The collection components of Chukwa -- adaptors, agents, and collectors have been fairly aggressively tested, and can be counted on to perform properly and recover from failures.

The demux pipeline has been cleaned up somewhat, and is now documented. See the programming guide for a discussion of how to customize demux for your purposes.

HICC, the visualization component, is still "beta" quality. It's been used succesfully at multiple sites, but work is ongoing.

Important Changes Since Last Release

  • Chukwa can store data on HBase for improved random read/write performance.
  • New addition of SocketAdaptor for streaming Log4JSocketAppender traffic.
  • There have been a number of bug fixes and code cleanups since the last release; check the changelog and JIRA for details.

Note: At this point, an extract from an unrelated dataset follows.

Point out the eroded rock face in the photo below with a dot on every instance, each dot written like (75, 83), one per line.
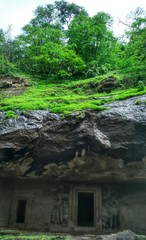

Chukwa relies on Java 1.6, and requires maven 3.0.3 to build. The back-end processing requires Hadoop, HBase 0.90.4+, and Pig 0.9.1+.

Known Limitations

  • HICC defaults to assuming data is UTC; if your machines run on local time, HICC graphs will not display properly until you change the HICC timezone. You can do this by clicking the small "gear" icon on the time selection tool.
  • As mentioned in the administration guide, the pig aggregation script requires external scheduling in cronjob or Jenkins.
  • Salsa Finite State Machine has not been ported forward to store data on HBase.
  • There is currently no down sampling script for data stored on HBase. Long term trending visualization might not work for large scale data.